As I watch the dramatic events unfold in Libya, I can’t help wondering how Muammar al-Qaddafi, a truly bizarre character, ended up ruling Libya and managed to stay in power for 42 years.
Veteran newsman Arnaud De Borchgrave thinks that Qaddafi is simply psychotic – a manic depressive who could “conquer the world in his manic phase and then he got terribly depressed and started accusing people of all sorts of things they’d never done.” He first interviewed Qaddafi shortly after the young captain came to power in 1969, and over the years had 5 more interviews with the Libyan dictator. In this podcast from the Center for Strategic and International Studies De Borchgrave talks about his encounters with Qaddafi and his assessment of the situation in Libya.
For another view, check out this episode of the NPR program Fresh Air. Dirk Vandewalle, an associate professor of government at Dartmouth College, has studied Libya and its mercurial leader for almost 30 years, and he describes how Qaddafi has run his police state, systematically destroying any shred of opposition.
For deeper background, listen to History of the Modern Middle East (iTunes), a course taught by Columbia University historian Richard Bulliet.

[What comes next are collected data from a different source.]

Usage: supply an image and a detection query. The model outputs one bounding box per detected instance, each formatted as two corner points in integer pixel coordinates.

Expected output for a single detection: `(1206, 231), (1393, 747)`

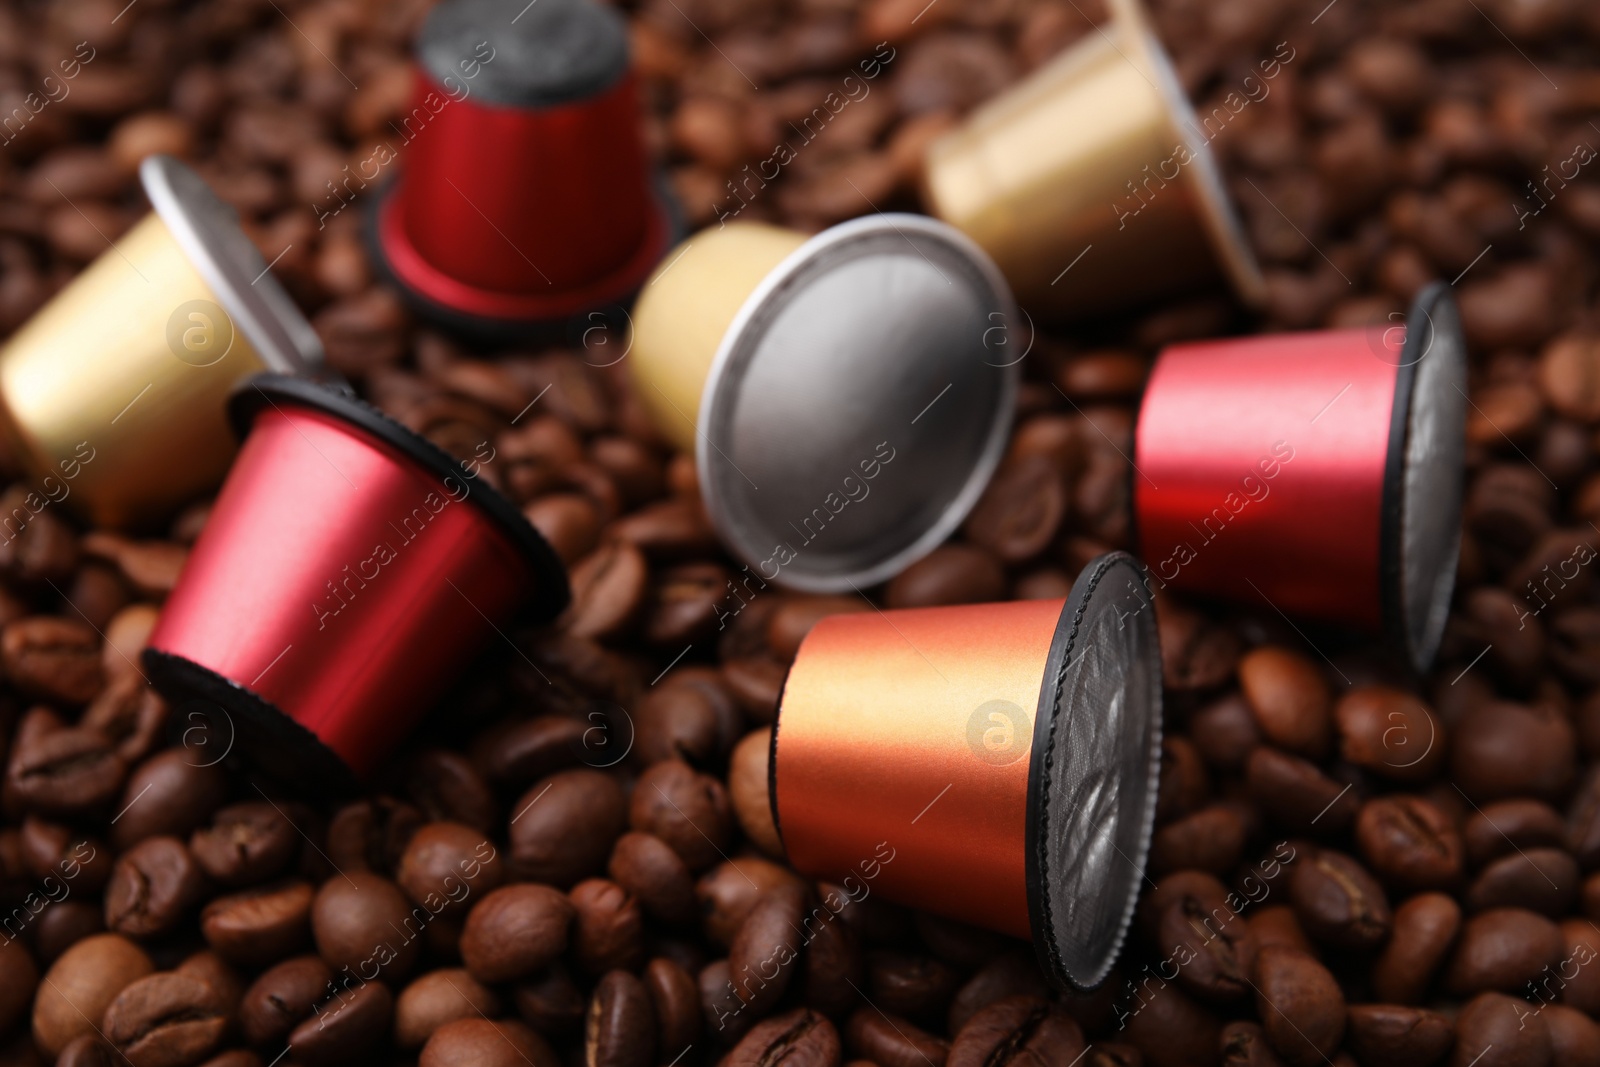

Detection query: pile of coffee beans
(4, 0), (1600, 1065)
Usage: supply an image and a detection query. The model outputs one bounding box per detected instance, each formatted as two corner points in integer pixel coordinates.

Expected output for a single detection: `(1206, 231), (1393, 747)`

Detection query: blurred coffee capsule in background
(921, 0), (1266, 319)
(772, 552), (1162, 990)
(1135, 284), (1466, 672)
(144, 375), (569, 793)
(0, 155), (331, 530)
(370, 0), (674, 339)
(629, 215), (1018, 592)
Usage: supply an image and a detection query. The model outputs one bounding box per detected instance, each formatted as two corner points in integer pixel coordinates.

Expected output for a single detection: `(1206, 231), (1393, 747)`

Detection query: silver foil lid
(416, 0), (629, 108)
(697, 213), (1019, 593)
(140, 155), (328, 379)
(1027, 551), (1164, 991)
(1388, 283), (1467, 673)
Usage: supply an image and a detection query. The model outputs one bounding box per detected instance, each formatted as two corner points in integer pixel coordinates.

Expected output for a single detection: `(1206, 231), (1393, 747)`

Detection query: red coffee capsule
(772, 553), (1163, 991)
(143, 375), (569, 792)
(1135, 283), (1467, 672)
(369, 0), (672, 337)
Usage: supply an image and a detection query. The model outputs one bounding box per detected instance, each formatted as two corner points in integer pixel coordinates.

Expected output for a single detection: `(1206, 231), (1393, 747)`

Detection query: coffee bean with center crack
(1155, 879), (1258, 1002)
(1344, 1004), (1455, 1067)
(239, 955), (332, 1047)
(587, 969), (655, 1067)
(460, 883), (574, 985)
(200, 879), (314, 968)
(404, 749), (498, 834)
(421, 1017), (560, 1067)
(6, 709), (125, 817)
(845, 1007), (949, 1067)
(948, 995), (1082, 1067)
(2, 616), (104, 704)
(725, 1007), (841, 1067)
(1253, 946), (1345, 1067)
(508, 769), (626, 887)
(1288, 850), (1392, 952)
(570, 878), (646, 975)
(105, 836), (208, 940)
(630, 759), (734, 873)
(102, 971), (228, 1067)
(189, 802), (297, 887)
(1219, 1021), (1284, 1067)
(1354, 795), (1464, 892)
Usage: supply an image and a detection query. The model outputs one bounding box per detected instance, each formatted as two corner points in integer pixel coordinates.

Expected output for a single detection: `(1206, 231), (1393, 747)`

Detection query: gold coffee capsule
(922, 0), (1267, 318)
(0, 156), (329, 529)
(629, 215), (1019, 592)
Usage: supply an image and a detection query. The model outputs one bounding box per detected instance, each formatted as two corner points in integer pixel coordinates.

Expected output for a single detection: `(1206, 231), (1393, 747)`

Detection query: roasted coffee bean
(421, 1018), (559, 1067)
(1219, 1021), (1284, 1067)
(287, 978), (393, 1067)
(1286, 844), (1388, 953)
(394, 968), (500, 1049)
(0, 941), (37, 1038)
(239, 955), (332, 1047)
(1446, 908), (1563, 995)
(405, 749), (498, 834)
(587, 969), (655, 1067)
(1451, 992), (1550, 1067)
(1253, 947), (1345, 1067)
(55, 1034), (116, 1067)
(948, 952), (1050, 1035)
(1543, 1004), (1600, 1067)
(2, 616), (103, 704)
(200, 879), (313, 968)
(395, 821), (502, 914)
(310, 871), (421, 982)
(645, 957), (701, 1058)
(1334, 687), (1447, 782)
(1567, 767), (1600, 868)
(570, 878), (646, 975)
(1150, 804), (1250, 877)
(1371, 892), (1461, 1004)
(1120, 980), (1221, 1067)
(470, 716), (587, 788)
(1465, 848), (1579, 916)
(1190, 693), (1262, 773)
(20, 816), (111, 891)
(1159, 603), (1242, 693)
(508, 769), (626, 887)
(728, 881), (807, 1015)
(1344, 1004), (1455, 1067)
(845, 1007), (949, 1067)
(105, 836), (208, 940)
(1451, 701), (1577, 803)
(635, 683), (725, 768)
(947, 995), (1081, 1067)
(800, 905), (862, 1017)
(608, 831), (697, 926)
(110, 751), (229, 851)
(697, 857), (805, 948)
(729, 727), (784, 857)
(512, 964), (587, 1038)
(1354, 796), (1464, 892)
(81, 674), (166, 764)
(961, 454), (1067, 563)
(1464, 799), (1566, 868)
(32, 934), (155, 1057)
(1155, 878), (1258, 1001)
(6, 709), (125, 816)
(326, 797), (424, 875)
(884, 545), (1007, 609)
(1156, 737), (1211, 823)
(190, 802), (297, 887)
(726, 1008), (841, 1067)
(630, 759), (734, 873)
(1239, 646), (1332, 759)
(1555, 919), (1600, 1015)
(460, 883), (574, 985)
(1246, 748), (1359, 833)
(102, 971), (229, 1067)
(35, 901), (107, 964)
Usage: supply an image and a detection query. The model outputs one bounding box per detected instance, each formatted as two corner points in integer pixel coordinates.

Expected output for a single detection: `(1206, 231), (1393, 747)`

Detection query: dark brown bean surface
(586, 969), (655, 1067)
(948, 995), (1082, 1067)
(1254, 947), (1346, 1067)
(101, 971), (228, 1067)
(460, 883), (574, 985)
(239, 955), (332, 1047)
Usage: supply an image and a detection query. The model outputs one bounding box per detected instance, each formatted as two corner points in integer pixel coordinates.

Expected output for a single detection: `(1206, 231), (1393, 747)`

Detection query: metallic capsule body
(0, 157), (324, 529)
(923, 0), (1264, 318)
(145, 377), (568, 790)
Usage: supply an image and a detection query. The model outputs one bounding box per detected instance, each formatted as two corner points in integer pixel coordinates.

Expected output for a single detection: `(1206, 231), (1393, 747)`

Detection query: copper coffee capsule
(629, 215), (1018, 592)
(1135, 284), (1467, 672)
(922, 0), (1266, 319)
(0, 156), (330, 528)
(772, 552), (1163, 990)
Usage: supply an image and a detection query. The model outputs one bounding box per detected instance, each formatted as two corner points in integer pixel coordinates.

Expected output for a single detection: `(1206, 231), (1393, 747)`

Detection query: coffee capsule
(772, 552), (1163, 991)
(0, 155), (329, 529)
(1135, 283), (1467, 672)
(143, 375), (569, 793)
(921, 0), (1266, 319)
(369, 0), (673, 338)
(629, 215), (1019, 592)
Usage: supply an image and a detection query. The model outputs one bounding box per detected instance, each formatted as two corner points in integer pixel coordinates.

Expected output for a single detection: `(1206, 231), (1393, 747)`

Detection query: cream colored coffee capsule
(922, 0), (1268, 318)
(629, 215), (1019, 592)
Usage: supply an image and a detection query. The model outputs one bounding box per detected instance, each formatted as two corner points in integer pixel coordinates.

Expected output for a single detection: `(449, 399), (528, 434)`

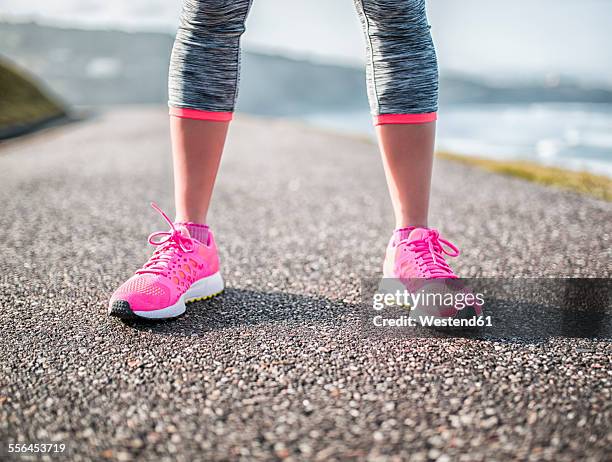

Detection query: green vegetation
(437, 151), (612, 202)
(0, 58), (65, 132)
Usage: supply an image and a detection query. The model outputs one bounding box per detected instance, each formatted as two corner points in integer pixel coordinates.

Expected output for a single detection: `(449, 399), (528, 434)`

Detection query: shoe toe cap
(108, 300), (138, 320)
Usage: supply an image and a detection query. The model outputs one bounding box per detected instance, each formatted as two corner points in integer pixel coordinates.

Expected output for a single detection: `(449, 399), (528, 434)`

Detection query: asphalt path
(0, 108), (610, 461)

Bulliet can be a bit difficult to listen to due to his tendency to go off on long tangents, which are sometimes rewarding and sometimes feel like dead ends. Still, he is extremely knowledgeable on his subject and often delivers thoughtful commentary on the main trends of Middle East history.
For even more listening options, check out this post by podcast reviewer Anne at Anne is a Man! He includes links to academic and media analyses that shed light on the continuing turmoil in the Middle East.